Despite the Fed’s bold and timely moves, the U.S. economy overall has at best entered a period of slow growth, and may be teetering on the edge of recession if one is not already at hand. Two major sectors of the economy – housing and financial markets – are in severe recession, and it is unclear that the other elements of the economy, especially business investment and the health care and net trade sectors will be sufficient to stave off an actual overall contraction.

While the underlying fundamentals of the economy strongly suggest that it will recover and return to robust growth, the length and depth of this period of weakness is unclear, and will depend significantly on the actions of the Federal Reserve in the days and weeks ahead.

To date, the Fed is to be commended innovative actions to keep financial markets operating in very difficult circumstances. A good example is the Fed’s husbanding over the weekend of the sale of the investment firm Bear Stearns to J.P. Morgan. In this event the Fed properly used it powers to fold an investment bank whose weakness posed a potential risk to the financial system. In a further move that was not as widely commented upon, the Fed also established a new Primary Dealer Credit Facility that will allow it to directly offer liquidity assistance to certain investment banks that were not previously eligible for it. This move signals the Fed’s determination to strengthen certain investment banks and avoid a potential panic about the overall condition of the financial system.

The shift in roles at the Fed is important. In more normal times, the Fed would with changes in the Fed Funds rate content itself assuring the financial system has sufficient liquidity to work through its troubles. More recently, the Fed has ensured that specific troubled markets, such as those for commercial paper or mortgage backed securities, had sufficient liquidity. In the Bear transaction, the Fed acted to ensure that a major institution had sufficient liquidity and temporary capital to stay in business until it could be closed in an orderly manner. Operations involving capital are very different in mode and consequence from those involving liquidity. In the Bear case, the sale to J.P. Morgan wiped out the firm’s equity, but without the Fed’s intervention, the outcome could have been even worse for the financial system as a whole.
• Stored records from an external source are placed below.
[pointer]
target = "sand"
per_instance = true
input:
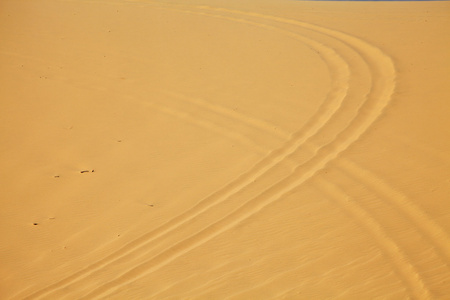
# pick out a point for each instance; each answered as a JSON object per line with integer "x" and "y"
{"x": 212, "y": 149}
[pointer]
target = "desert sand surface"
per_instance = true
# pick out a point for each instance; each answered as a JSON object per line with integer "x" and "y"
{"x": 212, "y": 149}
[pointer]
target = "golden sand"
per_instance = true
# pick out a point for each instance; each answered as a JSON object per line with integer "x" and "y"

The great uncertainty in the coming days will be whether those firms that find themselves in similar straits as Bear Stearns, and there will likely be such firms, can find similar White Knights in time. And this, in turn, will depend on whether the Fed can find sufficient pools of unencumbered private capital. If so, then the current slowdown in the economy will pass painfully, but fairly briefly. If not…

The Fed has a second task before it, however, that may be at least as difficult, and once again a recession hangs in the balance. In recent months the Fed and other major central banks across the globe have acted aggressively to increase liquidity in the financial markets. This has created a risk of rapidly rising inflation and inflationary expectations. The world’s central banks will need to act aggressively, and likely sooner than they would otherwise like, to begin to drain this liquidity quickly at a measured pace. This will be a very dicey business, because if it acts too slowly, then higher inflation will take hold; but if it acts too aggressively, it will trigger a classic recession.